OpenACC: Analyze, Express, Tweak! - Part 1

Whats OpenACC?

From http://developer.nvidia.com/openacc:

OpenACC is a directive-based programming model designed to provide a simple yet powerful approach to accelerators without significant programming effort.

What that is means is, you can pickup existing code written for an x86 CPU, and add some compiler #pragmas, compile with an OpenACC capable compiler - and voila! You get accelerated binaries for a range of hardware accelerators - Nvidia GPUs, AMD GPUs and even Intel multi-core CPUs. Thats really the USP of OpenACC - a single copy of the source code will deliver performance portability across this range of hardware platforms. So, to be successful with OpenACC all you need are strong concepts in parallel programming, some know-how about OpenACC syntax and you’re good to go! You dont need to really know too many lower level hardware details with OpenACC, as opposed to, maybe CUDA C. However, this is a double edged sword - I will revisit this later in this post.
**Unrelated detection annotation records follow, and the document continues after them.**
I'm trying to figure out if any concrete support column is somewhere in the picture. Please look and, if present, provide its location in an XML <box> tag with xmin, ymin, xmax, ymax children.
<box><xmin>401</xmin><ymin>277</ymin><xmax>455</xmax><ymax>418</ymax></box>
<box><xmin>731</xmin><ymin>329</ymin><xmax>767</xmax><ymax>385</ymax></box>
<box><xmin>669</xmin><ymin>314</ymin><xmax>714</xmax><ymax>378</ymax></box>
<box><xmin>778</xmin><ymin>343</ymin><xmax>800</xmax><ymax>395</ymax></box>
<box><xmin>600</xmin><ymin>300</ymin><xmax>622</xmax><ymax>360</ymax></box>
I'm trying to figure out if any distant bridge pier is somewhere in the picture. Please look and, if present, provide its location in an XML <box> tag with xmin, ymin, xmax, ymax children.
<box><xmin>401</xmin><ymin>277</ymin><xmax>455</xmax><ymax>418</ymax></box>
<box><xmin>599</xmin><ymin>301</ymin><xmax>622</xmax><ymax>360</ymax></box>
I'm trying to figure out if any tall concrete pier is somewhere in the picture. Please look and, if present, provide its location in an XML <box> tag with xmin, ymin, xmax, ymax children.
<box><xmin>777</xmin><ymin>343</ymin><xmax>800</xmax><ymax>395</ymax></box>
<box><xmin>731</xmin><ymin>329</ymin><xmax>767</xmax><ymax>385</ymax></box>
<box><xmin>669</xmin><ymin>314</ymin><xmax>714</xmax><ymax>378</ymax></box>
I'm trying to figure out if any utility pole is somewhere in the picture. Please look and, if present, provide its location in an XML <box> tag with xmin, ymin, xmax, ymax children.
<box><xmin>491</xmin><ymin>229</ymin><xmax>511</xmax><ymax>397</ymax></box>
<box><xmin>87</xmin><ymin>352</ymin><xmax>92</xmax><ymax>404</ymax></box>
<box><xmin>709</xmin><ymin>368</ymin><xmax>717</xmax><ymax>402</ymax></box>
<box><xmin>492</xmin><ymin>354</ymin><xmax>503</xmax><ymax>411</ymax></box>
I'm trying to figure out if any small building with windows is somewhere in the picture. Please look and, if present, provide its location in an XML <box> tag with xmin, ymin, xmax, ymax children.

Remember, OpenACC is about expressing parallelism - its not GPU programming.

There are some really good tutorials on OpenACC itself available online:
1. Jeff Larkin’s post on the Parallel Forall blog
2. Jeff Larkin’s sessions from GTC 2013 - recordings on Youtube here : Part1 Part2

The recommended approach for parallelism anywhere is to:
1. Try and use existing parallel optimized libraries like cuBLAS, cuDNN etc. if they exist for your application.
2. If you dont get those, try OpenACC on your code. That should get you about 80% of the maximum available performance.
Ofcourse, that is a very rough number and is subject to, you guessed it, your code and the GPU hardware you’re running. 3. Roll your own CUDA kernels. This is definitely the most involved of the 3 options, but it will allow you to squeeze every last drop of that good perf juice from your software and hardware.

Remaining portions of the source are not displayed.